3. Establish a common purpose and shared vision of success
The activity of the partnership will flow from each partner’s underlying motivations and vision of success. Therefore, it is important to establish an achievable shared vision of success that will guide decision making and is well aligned to the strategy and motivations of each organisation.
It is important to understand up front, the specific complementary capabilities that each partner will contribute to the achievement of this vision, how these responsibilities will be distributed and the milestones and performance indicators that you will use to navigate towards your goals.
4. Ensure that there is internal buy-in
As they mature, strong partnerships are not curated through a managing team, but are layered through each organisation relying on many, many effective cross-partnership relationships and the development of trust and confidence over time.
It is important to plan in advance how the wider community of university stakeholders will engage with the new partnership. What are their hopes, ambitions, concerns or reservations. How will you engage them and mobilise their support?
5. Aim for enduring value
All partnerships naturally evolve and change course over time, particularly when they need to respond to very dynamic and fast-moving external conditions.
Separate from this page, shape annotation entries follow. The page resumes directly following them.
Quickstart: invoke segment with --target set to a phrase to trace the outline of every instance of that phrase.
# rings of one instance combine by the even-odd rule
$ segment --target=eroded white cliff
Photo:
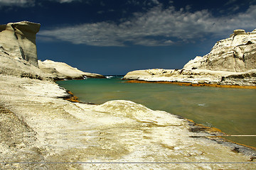
[[[182,69],[154,69],[128,72],[124,79],[150,81],[256,86],[256,29],[235,30],[215,43],[203,57],[197,56]]]
[[[38,60],[39,68],[48,76],[54,79],[80,79],[84,78],[105,78],[104,76],[82,72],[64,62],[58,62],[46,60],[43,62]]]
[[[23,59],[38,67],[36,34],[39,23],[28,21],[9,23],[0,26],[0,47],[12,57]]]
It is therefore important to understand at the outset, the wider impact and sustainable value that you are seeking to create for your institution and for the communities that you serve. Consider how this will be articulated and provided for within your contractual arrangements and in your practice. For example, are you aiming to develop new internal capabilities or organisational learning through this activity and, if so, how will the new partnership support that.
For the development of online education, cross sector partnerships offer a unique opportunity for growth, innovation, diversification and enhancement, but in order to succeed they require careful planning and management, alignment of vision and values, and the mobilisation of a breadth of effort and support from across the institution. Above all, universities should think about how this activity links to its wider priorities and activities, for example connectivity with research and integration with on-campus learning, in order to deliver the greatest total value to the institution and its stakeholders.
Vogel, R., Göbel, M., Grewe-Salfeld, M., Herbert, B., Matsuo, Y., Weber, C. (2022), Cross-sector Partnerships: Mapping the Field and Advancing an Institutional Approach, International Journal of Management Reviews Volume 24, Issue 3 p. 394-414 , Wiley Online Library
Marschollek, O. & Beck, R. (2012). Alignment of divergent organizational cultures in IT public–private partnerships. Business & Information Systems Engineering, 4(3), pp. 153–162.